There are so many anniversaries to celebrate right now. The TV station where I worked for 47 years just turned 70. This website has been around for one decade. And it was almost exactly 25 years ago that I decided to investigate Lovewell history.
My son and I headed to Formoso for a New Year’s visit at my mother’s house. My wife or daughter must have been ailing just then and weren’t feeling up to a 500-mile drive on a cold winter’s day. Jonathan and I listened to one of my Christmas gifts, an audio cassette of Steve Martin’s latest book.
I asked him a few months ago if he could remember the chapter that made me pull of the road in Manhattan. Of course he remembered. It was a bit about warning labels that had me laughing so hard I no longer had complete control over the car and had to pull over.

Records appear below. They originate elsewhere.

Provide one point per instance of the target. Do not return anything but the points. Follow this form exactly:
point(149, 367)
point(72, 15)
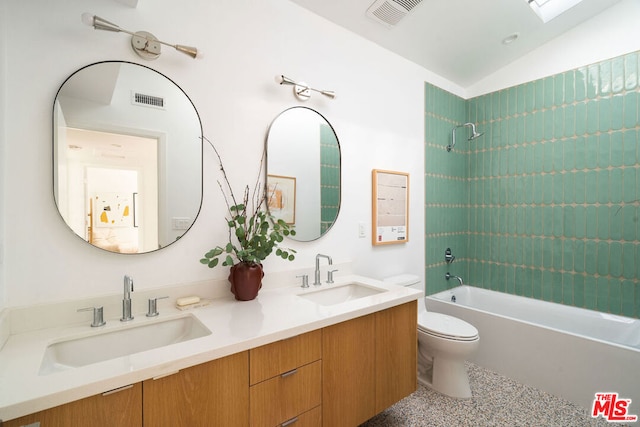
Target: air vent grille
point(147, 100)
point(408, 4)
point(390, 12)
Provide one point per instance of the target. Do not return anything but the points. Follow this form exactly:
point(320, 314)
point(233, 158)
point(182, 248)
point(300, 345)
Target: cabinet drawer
point(276, 358)
point(286, 396)
point(312, 418)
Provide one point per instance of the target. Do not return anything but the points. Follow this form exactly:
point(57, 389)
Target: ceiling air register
point(390, 12)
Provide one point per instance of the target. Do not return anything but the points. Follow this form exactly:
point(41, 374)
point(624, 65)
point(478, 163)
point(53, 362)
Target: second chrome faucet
point(317, 281)
point(126, 301)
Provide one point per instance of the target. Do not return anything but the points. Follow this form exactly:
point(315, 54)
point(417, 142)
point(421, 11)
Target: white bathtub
point(566, 351)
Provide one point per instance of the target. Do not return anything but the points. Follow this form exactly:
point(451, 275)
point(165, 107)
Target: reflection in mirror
point(127, 150)
point(303, 172)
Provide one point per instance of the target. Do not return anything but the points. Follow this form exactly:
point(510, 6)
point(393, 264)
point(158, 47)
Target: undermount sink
point(77, 352)
point(341, 293)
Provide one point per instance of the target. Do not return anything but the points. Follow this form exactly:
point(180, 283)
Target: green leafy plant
point(254, 233)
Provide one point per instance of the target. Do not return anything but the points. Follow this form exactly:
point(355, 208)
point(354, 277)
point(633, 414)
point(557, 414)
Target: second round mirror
point(303, 172)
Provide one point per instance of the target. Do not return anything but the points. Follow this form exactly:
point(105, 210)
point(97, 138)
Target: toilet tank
point(410, 280)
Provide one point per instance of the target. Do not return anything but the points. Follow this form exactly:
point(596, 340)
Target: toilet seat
point(448, 327)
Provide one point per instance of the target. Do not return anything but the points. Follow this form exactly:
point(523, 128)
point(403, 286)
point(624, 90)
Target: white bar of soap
point(181, 302)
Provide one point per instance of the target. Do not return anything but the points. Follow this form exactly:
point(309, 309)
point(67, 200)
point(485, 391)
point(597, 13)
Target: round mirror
point(303, 172)
point(127, 152)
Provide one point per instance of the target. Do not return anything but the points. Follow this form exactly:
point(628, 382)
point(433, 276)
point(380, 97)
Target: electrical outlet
point(362, 230)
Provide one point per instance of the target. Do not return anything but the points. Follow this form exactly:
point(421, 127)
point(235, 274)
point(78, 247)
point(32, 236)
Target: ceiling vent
point(390, 12)
point(147, 100)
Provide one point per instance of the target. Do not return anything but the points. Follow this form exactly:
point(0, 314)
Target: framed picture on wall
point(390, 207)
point(281, 197)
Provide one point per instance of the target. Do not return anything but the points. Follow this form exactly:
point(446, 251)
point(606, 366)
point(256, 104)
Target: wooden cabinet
point(369, 364)
point(341, 375)
point(286, 382)
point(117, 408)
point(348, 377)
point(215, 393)
point(396, 354)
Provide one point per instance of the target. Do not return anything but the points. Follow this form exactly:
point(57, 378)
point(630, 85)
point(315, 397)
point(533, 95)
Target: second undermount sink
point(340, 293)
point(82, 351)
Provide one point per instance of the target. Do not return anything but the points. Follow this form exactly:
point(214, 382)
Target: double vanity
point(330, 355)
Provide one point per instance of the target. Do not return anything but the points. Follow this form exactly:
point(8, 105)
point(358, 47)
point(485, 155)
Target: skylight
point(549, 9)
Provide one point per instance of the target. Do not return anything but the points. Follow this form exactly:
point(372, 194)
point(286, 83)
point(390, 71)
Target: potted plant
point(254, 234)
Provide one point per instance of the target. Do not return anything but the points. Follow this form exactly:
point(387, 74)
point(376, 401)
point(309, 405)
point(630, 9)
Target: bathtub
point(569, 352)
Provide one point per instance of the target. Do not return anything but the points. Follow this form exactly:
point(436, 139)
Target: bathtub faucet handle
point(451, 276)
point(448, 256)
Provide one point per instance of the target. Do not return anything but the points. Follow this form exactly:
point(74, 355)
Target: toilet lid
point(446, 326)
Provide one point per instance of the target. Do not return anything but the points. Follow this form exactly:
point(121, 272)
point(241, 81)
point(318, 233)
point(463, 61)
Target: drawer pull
point(288, 373)
point(290, 422)
point(127, 387)
point(165, 375)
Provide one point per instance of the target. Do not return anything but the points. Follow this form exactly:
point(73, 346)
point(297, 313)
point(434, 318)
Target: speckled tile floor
point(497, 401)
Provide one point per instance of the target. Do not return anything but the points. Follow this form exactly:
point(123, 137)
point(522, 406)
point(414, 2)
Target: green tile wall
point(447, 189)
point(546, 203)
point(329, 177)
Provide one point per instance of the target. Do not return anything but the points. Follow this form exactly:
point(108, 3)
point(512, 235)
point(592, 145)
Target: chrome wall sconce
point(145, 44)
point(301, 90)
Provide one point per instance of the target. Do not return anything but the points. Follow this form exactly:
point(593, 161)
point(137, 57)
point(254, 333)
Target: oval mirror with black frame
point(127, 157)
point(303, 172)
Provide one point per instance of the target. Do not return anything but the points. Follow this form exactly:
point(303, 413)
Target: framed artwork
point(113, 210)
point(390, 207)
point(281, 197)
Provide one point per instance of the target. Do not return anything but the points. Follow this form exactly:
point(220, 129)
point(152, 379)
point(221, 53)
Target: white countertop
point(236, 326)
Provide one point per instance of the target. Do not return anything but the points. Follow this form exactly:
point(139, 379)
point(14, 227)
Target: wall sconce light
point(301, 90)
point(145, 44)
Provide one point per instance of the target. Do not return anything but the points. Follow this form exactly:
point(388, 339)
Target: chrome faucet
point(317, 282)
point(449, 276)
point(126, 301)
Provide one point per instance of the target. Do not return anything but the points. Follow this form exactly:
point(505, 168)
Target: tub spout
point(450, 276)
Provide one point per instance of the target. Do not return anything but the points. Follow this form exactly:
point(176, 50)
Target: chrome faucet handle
point(153, 306)
point(330, 275)
point(448, 256)
point(98, 315)
point(305, 280)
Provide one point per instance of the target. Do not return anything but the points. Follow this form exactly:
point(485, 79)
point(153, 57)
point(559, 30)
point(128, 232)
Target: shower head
point(474, 134)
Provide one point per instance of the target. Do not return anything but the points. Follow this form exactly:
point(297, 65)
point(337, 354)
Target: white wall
point(378, 116)
point(3, 169)
point(612, 33)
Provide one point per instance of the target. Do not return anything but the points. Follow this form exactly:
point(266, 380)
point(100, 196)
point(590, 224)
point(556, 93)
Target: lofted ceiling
point(460, 40)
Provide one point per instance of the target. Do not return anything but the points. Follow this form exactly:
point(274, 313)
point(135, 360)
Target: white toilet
point(444, 343)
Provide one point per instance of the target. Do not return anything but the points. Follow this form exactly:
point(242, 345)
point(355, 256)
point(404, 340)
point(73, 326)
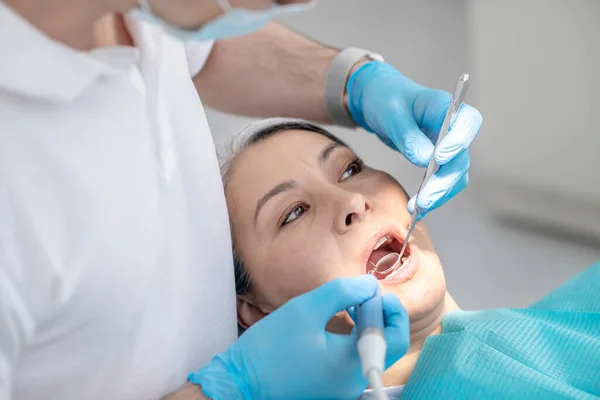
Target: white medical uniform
point(116, 275)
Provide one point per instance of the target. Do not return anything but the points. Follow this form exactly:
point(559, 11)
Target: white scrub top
point(116, 275)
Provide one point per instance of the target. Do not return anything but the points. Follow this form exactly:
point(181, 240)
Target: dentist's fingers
point(460, 136)
point(338, 295)
point(397, 332)
point(445, 184)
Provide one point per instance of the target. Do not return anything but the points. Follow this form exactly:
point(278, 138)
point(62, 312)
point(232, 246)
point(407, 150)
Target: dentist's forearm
point(272, 72)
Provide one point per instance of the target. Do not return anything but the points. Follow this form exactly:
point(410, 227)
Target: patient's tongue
point(376, 256)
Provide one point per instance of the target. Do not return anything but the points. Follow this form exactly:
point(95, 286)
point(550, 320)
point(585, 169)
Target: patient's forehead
point(282, 155)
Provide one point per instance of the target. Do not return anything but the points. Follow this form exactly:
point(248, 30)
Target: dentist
point(116, 275)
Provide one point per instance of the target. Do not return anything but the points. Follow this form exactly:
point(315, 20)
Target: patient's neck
point(420, 329)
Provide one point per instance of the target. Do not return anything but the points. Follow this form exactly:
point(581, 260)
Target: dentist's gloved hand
point(288, 354)
point(408, 117)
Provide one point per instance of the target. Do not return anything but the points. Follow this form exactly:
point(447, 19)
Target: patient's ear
point(249, 312)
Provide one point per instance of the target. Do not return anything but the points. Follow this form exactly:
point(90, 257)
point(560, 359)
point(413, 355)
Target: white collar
point(34, 65)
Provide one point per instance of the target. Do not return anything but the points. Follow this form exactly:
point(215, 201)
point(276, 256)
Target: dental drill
point(371, 343)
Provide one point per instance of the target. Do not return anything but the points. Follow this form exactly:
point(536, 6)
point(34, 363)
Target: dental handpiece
point(457, 98)
point(371, 343)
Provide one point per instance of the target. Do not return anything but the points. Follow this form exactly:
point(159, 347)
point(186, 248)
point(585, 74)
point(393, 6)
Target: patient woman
point(305, 209)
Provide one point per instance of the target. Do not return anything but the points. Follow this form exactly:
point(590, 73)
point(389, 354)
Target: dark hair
point(250, 135)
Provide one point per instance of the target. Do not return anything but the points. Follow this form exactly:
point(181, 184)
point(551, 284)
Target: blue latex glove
point(408, 117)
point(289, 354)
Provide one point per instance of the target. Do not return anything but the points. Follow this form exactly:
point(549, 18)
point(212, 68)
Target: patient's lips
point(384, 264)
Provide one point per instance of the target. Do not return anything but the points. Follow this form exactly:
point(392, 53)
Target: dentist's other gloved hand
point(289, 354)
point(408, 117)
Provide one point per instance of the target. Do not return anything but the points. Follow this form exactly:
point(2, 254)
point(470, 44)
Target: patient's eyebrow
point(327, 150)
point(281, 188)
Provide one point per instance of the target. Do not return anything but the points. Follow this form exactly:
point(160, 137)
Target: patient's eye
point(296, 211)
point(355, 167)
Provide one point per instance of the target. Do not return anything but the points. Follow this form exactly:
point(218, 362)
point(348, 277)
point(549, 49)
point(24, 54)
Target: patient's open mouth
point(384, 264)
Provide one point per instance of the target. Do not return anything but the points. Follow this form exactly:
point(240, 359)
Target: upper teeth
point(381, 242)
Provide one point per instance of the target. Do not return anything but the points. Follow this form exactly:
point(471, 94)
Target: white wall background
point(488, 262)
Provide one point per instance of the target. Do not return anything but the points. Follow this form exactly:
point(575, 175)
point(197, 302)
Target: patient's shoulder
point(580, 293)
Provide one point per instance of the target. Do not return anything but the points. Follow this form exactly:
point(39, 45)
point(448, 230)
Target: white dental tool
point(457, 98)
point(371, 343)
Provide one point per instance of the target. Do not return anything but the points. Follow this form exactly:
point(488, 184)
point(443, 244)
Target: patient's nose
point(354, 208)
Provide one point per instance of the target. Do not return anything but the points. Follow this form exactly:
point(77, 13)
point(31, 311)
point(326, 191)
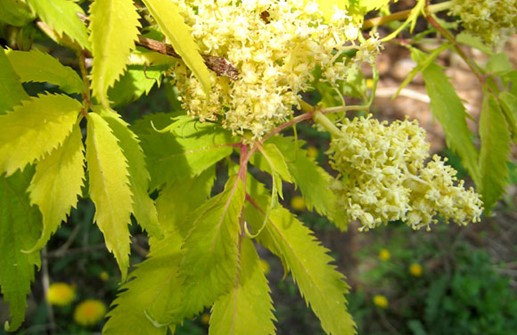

Thanks, Steve.
There was one side-trip on my agenda for that visit. I had told my mother that I needed to visit the cemetery where her grandmother was buried: White Rock Cemetery.
Her grandmother was Julany (Lovewell) Robinson, a daughter Thomas Lovewell had left behind when he followed the trail of the 49’ers to California, according to The Bloody Saga of White Rock, Nebraska author Roy Alleman’s account of the life of the legendary Kansas pioneer.
My brother Charles drove my mother’s old Taurus over pebbly washboard roads on the coldest day of that winter. Charles was getting around on crutches just then because of a nagging pain in his hip that would eventually drive him to see a doctor. It was a bright morning with a thin cloud cover, zero according to the thermometer, with a light but punishing breeze. I’m reminded of the wind-chill factor as I watch video of my son attempting to find a position which will keep the legs of his pants from coming into contact with his flesh.
We did not stay long after finding my great-grandmother’s headstone, but it was long enough to note the years of Julany’s birth and death which set the gears running in my head. How could Thomas Lovewell have fathered a child in 1856 if he set out for California from Illinois in 1849 and didn’t return until 1865?
An obvious answer might be that she wasn’t his child. Yet, he would rush to St. Louis to scoop up the young woman and her children, give her a house in Lovewell, and have a portrait taken with her at his side.
Something about the standard model of Thomas Lovewell’s life and career was definitely out of joint.
In the video I shot that day before we were quickly driven away by the bitter chill, my mother mutters something about consulting Aunt Ruth, “She knows all that stuff.” If Ruth knew, she would take the answer with her to the grave that year, a few weeks before Charles died from prostate sarcoma.
Ruth had been the keeper of family knowledge and the first person ever to show me a yellowed newspaper clipping that bore a photograph of Thomas Lovewell. There is no photo of Ruth in which she does not look bright-eyed and inquisitive, with a head full of interesting facts which sometimes spilled out into notebooks adorned with pictures clipped from newspapers and magazines.
Ruth died at 88 shortly before the world’s odometer turned over to a new century full of gadgets and innovations and dotcoms.